Hello, may I know where can we publish large number (>1k) of images that can be linked to Occurrence records which will be published to GBIF/OBIS? This question is being asked a lot in the marine/OBIS community. I personally also encounter dataset where the number of photos of specimens far exceeded Zenodo’s limit Zenodo FAQ - What are the size limitations of Zenodo?
Curious if anyone has the answer to this question please? Thanks a lot!
I know that you can also use Wikimedia and is free, but I do not have an experienci with ir or an example from our publishers, but maybe someone has experience with it and can share information.
@EstebanMH-SiB@ymgan This seems like a good solution, thanks for identifying it! It’s not clear if they mint persistent identifiers for the individual files, or the collections, of the things they archive. Do either of you know if that’s possible?
The limitations for Zenodo in size and file number are only per record. You can make a community and add all images to it as separate records, like this example with ca. 270k images we did as a pilot for the ICEDIG project years ago: Search Belgium Herbarium of Meise Botanic Garden
Cautionary note here that the IA is battling serious litigation.

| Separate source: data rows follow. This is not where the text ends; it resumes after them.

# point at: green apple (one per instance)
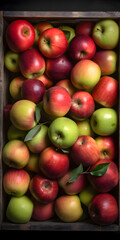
(106, 34)
(19, 210)
(104, 121)
(63, 132)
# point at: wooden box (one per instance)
(57, 18)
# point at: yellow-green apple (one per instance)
(16, 154)
(20, 35)
(104, 121)
(33, 90)
(103, 209)
(11, 61)
(85, 74)
(31, 63)
(82, 105)
(85, 150)
(53, 163)
(19, 209)
(56, 101)
(82, 47)
(107, 61)
(107, 147)
(106, 91)
(40, 141)
(22, 114)
(52, 43)
(43, 189)
(106, 34)
(63, 132)
(106, 182)
(58, 68)
(68, 208)
(16, 182)
(72, 188)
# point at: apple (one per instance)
(53, 163)
(43, 189)
(106, 34)
(82, 47)
(58, 68)
(22, 114)
(31, 63)
(11, 61)
(107, 147)
(103, 209)
(33, 90)
(56, 101)
(20, 35)
(19, 210)
(15, 154)
(82, 105)
(107, 61)
(52, 43)
(85, 74)
(104, 121)
(106, 182)
(85, 150)
(68, 208)
(63, 132)
(106, 91)
(16, 182)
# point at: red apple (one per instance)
(52, 43)
(106, 91)
(106, 182)
(33, 90)
(20, 35)
(82, 105)
(103, 209)
(85, 150)
(56, 101)
(32, 63)
(43, 189)
(82, 47)
(53, 164)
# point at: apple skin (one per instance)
(16, 182)
(82, 105)
(68, 208)
(31, 63)
(106, 34)
(85, 74)
(33, 90)
(82, 47)
(53, 164)
(19, 210)
(85, 150)
(106, 91)
(107, 61)
(15, 154)
(106, 182)
(63, 132)
(20, 35)
(104, 121)
(43, 189)
(56, 101)
(52, 43)
(107, 147)
(103, 209)
(22, 114)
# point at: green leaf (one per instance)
(32, 133)
(100, 169)
(75, 173)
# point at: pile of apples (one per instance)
(60, 156)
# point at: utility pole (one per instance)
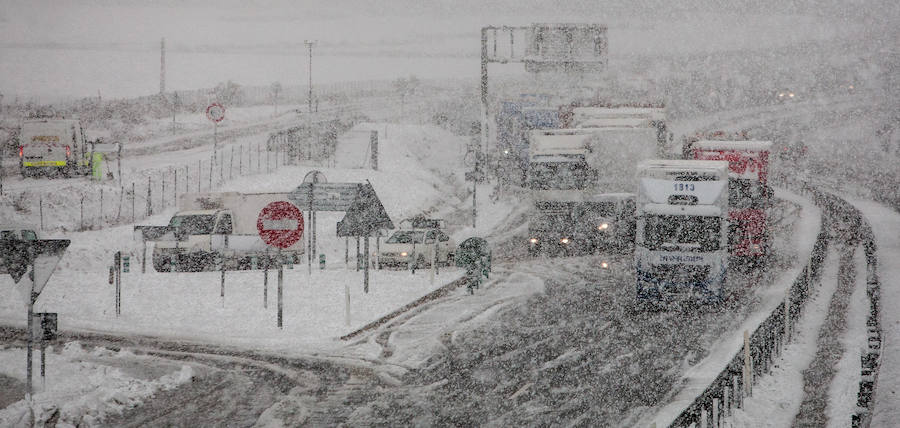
(309, 44)
(162, 66)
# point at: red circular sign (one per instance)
(215, 112)
(280, 224)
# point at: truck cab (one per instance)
(575, 223)
(193, 243)
(682, 224)
(748, 193)
(52, 147)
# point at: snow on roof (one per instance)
(693, 210)
(754, 146)
(579, 196)
(680, 164)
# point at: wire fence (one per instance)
(99, 204)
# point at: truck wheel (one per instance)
(161, 264)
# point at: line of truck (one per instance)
(605, 177)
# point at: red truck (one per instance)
(748, 192)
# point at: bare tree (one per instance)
(276, 89)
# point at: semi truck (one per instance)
(681, 248)
(568, 223)
(214, 228)
(748, 194)
(577, 175)
(515, 120)
(54, 147)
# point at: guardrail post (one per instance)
(716, 412)
(748, 365)
(726, 404)
(787, 319)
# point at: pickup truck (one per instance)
(218, 228)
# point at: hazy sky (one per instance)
(64, 48)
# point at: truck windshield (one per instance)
(559, 175)
(680, 229)
(407, 237)
(194, 224)
(593, 210)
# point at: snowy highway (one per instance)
(544, 341)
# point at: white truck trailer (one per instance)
(54, 146)
(681, 246)
(578, 177)
(213, 228)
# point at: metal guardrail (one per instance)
(727, 390)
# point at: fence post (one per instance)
(726, 404)
(121, 200)
(787, 318)
(149, 200)
(716, 412)
(748, 374)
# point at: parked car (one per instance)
(18, 232)
(416, 248)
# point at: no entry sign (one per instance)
(215, 112)
(280, 224)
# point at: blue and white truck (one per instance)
(681, 243)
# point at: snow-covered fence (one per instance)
(90, 205)
(766, 342)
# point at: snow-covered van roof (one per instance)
(691, 210)
(556, 195)
(682, 164)
(751, 146)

As a result, the Biodiversity Heritage Library whose page scans have been in IA for decades, is exploring alternatives like AWS.

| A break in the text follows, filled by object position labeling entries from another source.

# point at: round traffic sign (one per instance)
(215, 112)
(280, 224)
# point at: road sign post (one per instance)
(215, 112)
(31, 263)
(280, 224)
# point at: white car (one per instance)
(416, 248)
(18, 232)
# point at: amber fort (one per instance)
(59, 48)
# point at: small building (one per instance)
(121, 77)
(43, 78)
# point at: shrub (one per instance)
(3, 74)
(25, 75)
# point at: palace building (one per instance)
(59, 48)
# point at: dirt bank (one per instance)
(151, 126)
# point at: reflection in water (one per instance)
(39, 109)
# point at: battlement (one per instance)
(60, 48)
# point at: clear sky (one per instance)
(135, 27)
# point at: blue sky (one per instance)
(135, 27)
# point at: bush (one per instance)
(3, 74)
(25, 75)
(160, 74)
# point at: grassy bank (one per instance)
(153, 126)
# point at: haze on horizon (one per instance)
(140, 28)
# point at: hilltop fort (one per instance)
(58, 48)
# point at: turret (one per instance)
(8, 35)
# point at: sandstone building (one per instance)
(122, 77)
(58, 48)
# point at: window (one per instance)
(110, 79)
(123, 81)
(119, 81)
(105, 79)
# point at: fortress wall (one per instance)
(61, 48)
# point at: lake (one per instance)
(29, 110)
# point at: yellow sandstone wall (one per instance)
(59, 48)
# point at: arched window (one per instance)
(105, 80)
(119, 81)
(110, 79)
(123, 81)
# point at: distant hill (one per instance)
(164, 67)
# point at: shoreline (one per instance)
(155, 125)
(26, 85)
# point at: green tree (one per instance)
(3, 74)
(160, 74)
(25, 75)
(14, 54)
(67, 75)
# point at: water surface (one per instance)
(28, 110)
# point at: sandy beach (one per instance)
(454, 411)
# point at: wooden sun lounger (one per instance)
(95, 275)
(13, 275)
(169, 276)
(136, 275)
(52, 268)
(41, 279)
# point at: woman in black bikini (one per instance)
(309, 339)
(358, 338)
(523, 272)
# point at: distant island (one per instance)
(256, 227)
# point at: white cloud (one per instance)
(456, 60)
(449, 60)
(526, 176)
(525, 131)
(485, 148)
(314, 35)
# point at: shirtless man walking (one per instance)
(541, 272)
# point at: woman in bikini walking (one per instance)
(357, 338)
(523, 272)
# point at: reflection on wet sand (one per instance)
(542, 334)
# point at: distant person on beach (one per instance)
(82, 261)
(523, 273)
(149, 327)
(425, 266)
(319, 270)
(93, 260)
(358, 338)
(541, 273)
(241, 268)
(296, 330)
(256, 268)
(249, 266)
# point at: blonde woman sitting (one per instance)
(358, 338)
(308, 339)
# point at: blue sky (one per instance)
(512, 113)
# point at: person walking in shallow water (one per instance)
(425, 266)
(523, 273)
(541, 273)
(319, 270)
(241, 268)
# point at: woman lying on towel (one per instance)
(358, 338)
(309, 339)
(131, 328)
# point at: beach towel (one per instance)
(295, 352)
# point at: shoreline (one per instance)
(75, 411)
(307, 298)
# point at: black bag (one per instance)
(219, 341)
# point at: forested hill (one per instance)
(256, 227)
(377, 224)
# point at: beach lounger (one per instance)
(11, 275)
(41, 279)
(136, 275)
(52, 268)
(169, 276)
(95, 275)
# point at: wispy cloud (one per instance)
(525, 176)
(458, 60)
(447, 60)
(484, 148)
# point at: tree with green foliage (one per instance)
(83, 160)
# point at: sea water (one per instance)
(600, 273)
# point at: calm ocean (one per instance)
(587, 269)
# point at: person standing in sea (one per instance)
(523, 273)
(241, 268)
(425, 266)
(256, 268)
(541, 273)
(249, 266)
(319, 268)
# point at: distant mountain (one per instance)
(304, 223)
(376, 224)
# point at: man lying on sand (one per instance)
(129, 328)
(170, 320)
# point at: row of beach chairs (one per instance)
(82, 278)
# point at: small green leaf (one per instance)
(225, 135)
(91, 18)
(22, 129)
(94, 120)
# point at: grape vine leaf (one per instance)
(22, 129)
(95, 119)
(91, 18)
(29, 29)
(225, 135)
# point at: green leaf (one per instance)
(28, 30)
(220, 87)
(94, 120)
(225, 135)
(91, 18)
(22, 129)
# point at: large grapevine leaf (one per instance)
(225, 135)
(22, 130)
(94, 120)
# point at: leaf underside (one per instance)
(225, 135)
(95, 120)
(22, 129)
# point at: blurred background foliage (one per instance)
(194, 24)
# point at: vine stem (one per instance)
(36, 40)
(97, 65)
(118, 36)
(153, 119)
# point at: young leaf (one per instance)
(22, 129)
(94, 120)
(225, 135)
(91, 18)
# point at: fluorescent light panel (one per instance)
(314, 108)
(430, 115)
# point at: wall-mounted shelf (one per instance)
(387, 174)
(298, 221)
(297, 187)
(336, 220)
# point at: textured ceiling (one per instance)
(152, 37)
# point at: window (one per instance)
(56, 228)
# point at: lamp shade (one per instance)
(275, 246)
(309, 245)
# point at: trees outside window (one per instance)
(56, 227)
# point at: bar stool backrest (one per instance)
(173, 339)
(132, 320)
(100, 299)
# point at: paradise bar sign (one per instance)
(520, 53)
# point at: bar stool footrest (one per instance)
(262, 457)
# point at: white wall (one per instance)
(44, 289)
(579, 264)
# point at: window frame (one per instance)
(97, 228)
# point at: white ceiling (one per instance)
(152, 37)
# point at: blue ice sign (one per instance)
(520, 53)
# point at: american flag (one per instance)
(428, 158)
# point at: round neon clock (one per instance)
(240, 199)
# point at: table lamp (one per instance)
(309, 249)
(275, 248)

Thanks for the useful insights @dshorthouse and @MatDillen. We will explore Zenodo a little bit so we can recommend it to our publishers and keep an eye on IA hoping they continue working without much trouble, they have been a great resource so far!
Thank you very much for this Mat! The Herbarium specimen records are nice. From what I understood, the examples are 1 image = 1 occurrence. I am wondering if you have any recommendations/examples on how to do this for images that can have multiple occurrences please?

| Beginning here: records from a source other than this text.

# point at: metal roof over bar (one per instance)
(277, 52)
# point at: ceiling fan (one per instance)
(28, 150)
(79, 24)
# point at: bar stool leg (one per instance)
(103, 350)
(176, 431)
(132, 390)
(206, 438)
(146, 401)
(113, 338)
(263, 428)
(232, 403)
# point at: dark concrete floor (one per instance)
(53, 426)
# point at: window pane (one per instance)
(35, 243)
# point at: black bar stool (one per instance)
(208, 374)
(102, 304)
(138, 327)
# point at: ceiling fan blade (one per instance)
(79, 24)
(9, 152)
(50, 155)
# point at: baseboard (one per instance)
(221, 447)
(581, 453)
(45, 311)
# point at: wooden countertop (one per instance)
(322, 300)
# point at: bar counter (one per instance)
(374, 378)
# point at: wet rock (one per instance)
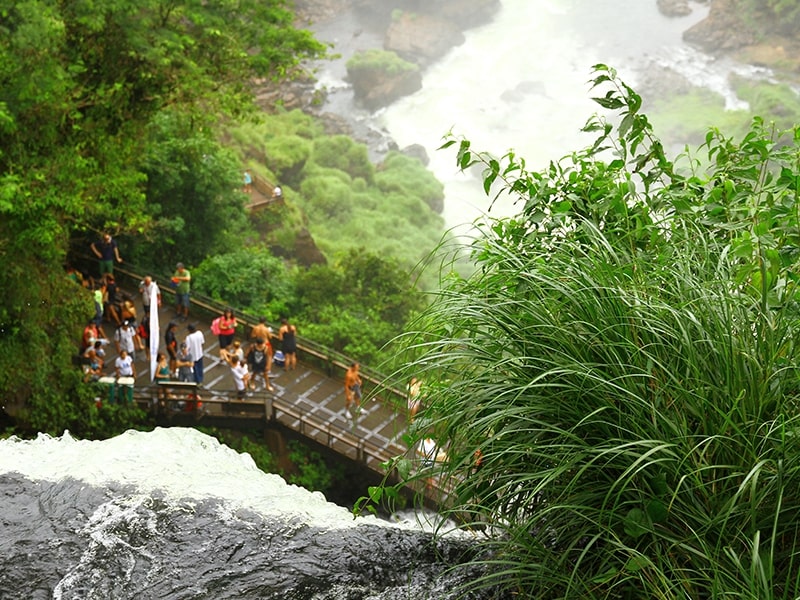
(674, 8)
(306, 251)
(417, 151)
(378, 83)
(421, 39)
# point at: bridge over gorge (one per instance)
(308, 400)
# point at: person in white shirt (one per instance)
(240, 375)
(125, 339)
(146, 288)
(194, 342)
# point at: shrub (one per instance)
(617, 383)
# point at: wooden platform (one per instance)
(306, 400)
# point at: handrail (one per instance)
(330, 358)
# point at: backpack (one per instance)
(215, 326)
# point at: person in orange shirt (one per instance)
(352, 387)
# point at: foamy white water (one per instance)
(520, 82)
(178, 462)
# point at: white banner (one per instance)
(154, 330)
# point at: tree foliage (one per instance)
(357, 305)
(616, 386)
(80, 84)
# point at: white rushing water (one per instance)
(178, 462)
(520, 82)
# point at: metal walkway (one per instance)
(308, 399)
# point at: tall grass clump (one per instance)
(616, 385)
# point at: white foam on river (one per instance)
(182, 463)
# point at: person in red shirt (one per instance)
(227, 329)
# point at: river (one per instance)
(174, 514)
(521, 82)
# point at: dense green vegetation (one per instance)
(766, 16)
(616, 387)
(127, 118)
(344, 200)
(84, 90)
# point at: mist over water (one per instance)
(520, 82)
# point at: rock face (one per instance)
(306, 251)
(722, 31)
(422, 39)
(420, 32)
(674, 8)
(378, 87)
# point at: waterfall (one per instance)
(174, 514)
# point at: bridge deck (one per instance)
(304, 399)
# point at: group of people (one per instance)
(184, 361)
(256, 362)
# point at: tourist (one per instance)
(195, 341)
(143, 335)
(93, 362)
(352, 388)
(240, 376)
(182, 280)
(261, 330)
(107, 251)
(124, 365)
(259, 359)
(146, 288)
(185, 364)
(171, 343)
(111, 301)
(235, 349)
(127, 311)
(90, 335)
(287, 334)
(125, 368)
(162, 375)
(226, 325)
(125, 339)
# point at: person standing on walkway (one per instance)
(171, 342)
(183, 283)
(107, 251)
(258, 359)
(261, 330)
(125, 338)
(240, 376)
(287, 334)
(111, 302)
(352, 387)
(185, 364)
(195, 341)
(227, 329)
(146, 289)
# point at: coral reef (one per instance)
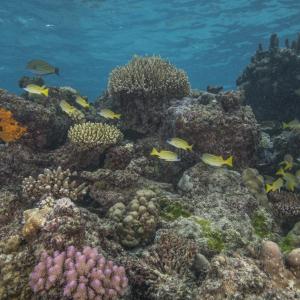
(164, 272)
(81, 275)
(10, 129)
(91, 135)
(285, 204)
(142, 90)
(138, 220)
(270, 82)
(56, 183)
(46, 129)
(212, 129)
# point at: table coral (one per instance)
(141, 90)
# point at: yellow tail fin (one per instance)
(45, 92)
(229, 161)
(280, 172)
(154, 152)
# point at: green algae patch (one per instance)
(215, 240)
(261, 225)
(287, 244)
(171, 211)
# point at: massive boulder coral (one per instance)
(165, 270)
(55, 183)
(80, 275)
(271, 81)
(142, 89)
(136, 222)
(223, 207)
(91, 135)
(216, 124)
(46, 128)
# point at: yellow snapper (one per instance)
(287, 162)
(180, 144)
(36, 89)
(66, 107)
(82, 102)
(276, 185)
(165, 155)
(216, 161)
(41, 67)
(293, 125)
(108, 114)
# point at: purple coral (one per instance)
(82, 275)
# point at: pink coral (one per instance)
(81, 275)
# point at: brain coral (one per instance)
(91, 135)
(141, 90)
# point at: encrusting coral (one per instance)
(90, 135)
(142, 90)
(82, 275)
(56, 183)
(138, 220)
(164, 272)
(10, 130)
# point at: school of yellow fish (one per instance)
(286, 178)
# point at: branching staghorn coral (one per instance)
(91, 135)
(148, 77)
(136, 222)
(55, 183)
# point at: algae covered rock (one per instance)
(212, 126)
(92, 135)
(136, 222)
(142, 89)
(271, 82)
(46, 129)
(222, 207)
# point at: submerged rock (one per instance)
(220, 127)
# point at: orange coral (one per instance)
(10, 130)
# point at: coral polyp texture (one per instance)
(142, 90)
(136, 222)
(82, 275)
(271, 81)
(91, 135)
(55, 183)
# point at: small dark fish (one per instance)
(41, 67)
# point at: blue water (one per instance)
(212, 40)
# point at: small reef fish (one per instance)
(10, 129)
(66, 107)
(276, 185)
(180, 144)
(82, 102)
(36, 89)
(216, 161)
(291, 181)
(41, 67)
(293, 125)
(165, 155)
(108, 114)
(287, 162)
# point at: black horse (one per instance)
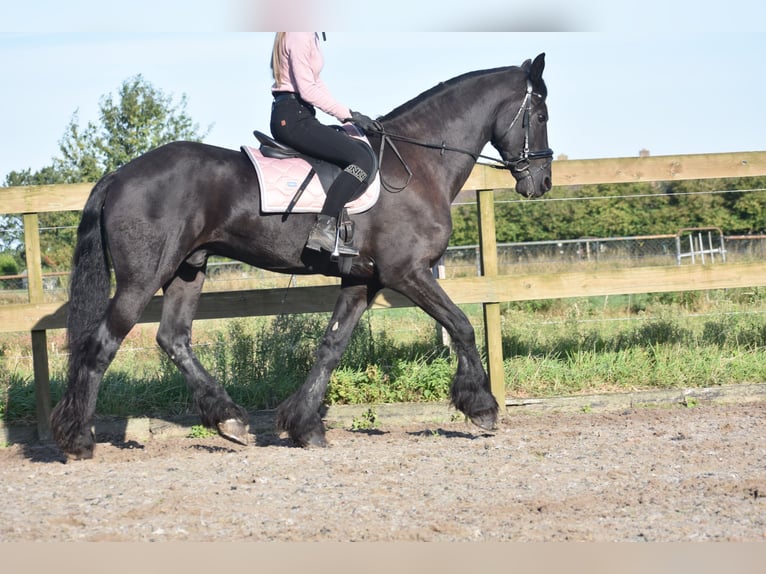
(159, 217)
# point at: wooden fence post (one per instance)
(492, 329)
(39, 337)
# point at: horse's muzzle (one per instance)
(533, 181)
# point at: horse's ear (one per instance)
(535, 75)
(535, 71)
(526, 65)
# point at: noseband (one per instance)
(519, 166)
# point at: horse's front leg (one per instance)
(470, 391)
(299, 414)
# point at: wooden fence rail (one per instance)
(490, 289)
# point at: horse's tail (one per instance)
(89, 282)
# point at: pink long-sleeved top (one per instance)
(302, 61)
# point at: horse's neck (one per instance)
(458, 132)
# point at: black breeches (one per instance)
(294, 123)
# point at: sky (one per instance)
(669, 77)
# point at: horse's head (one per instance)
(523, 143)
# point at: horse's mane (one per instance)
(441, 88)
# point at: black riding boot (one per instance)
(323, 236)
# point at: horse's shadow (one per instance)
(451, 434)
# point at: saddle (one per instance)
(292, 182)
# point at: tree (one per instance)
(139, 118)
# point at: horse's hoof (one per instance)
(486, 420)
(234, 430)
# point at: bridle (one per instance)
(521, 164)
(518, 166)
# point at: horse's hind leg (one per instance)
(470, 390)
(299, 414)
(89, 359)
(214, 405)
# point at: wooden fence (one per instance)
(490, 289)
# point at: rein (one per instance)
(519, 165)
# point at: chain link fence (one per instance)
(687, 247)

I’m not sure what else you need? That Zenodo record you linked to already does the job of hosting (multiple) multi-specimen images. You can enrich the record with a more standardized data file, like a Darwin Core archive that lists all identified observations from the images and video as occurrences. You can then use the Audiovisual Core extension to link the occurrences to the images they occur in. You could even link the occurrence to a region of interest within the image if you know where each of the organisms can be spotted: Audiovisual Core Term List - Audiovisual Core
What you probably can’t do is embed the data in the record as subjects, making them easily accessible through the Zenodo API, like we did in this example.
I showed the Zenodo record as an example of the type of images that I have. It works for that dataset because there are <100 files, within Zenodo’s size limitations (per record).
I have another new dataset that I have not published yet with >700 of same type of images as the Zenodo record which way exceeded Zenodo’s size limitations (per record) and I am curious how to do it like the example you shared.
Why can’t you put each image in a separate record (i.e. >700 similar records), or bundle them in smaller batches? That would require splitting up the data, or making a separate record for the overarching data and linking that one to each image record (like this one), but other than that I don’t see why it wouldn’t work?
At some point, you might exceed Zenodo’s Fair Usage policy. But that mainly depends on your total data volume (how many of such datasets you have and how much gigabytes their media files amount to). Individual cases like this should be fine.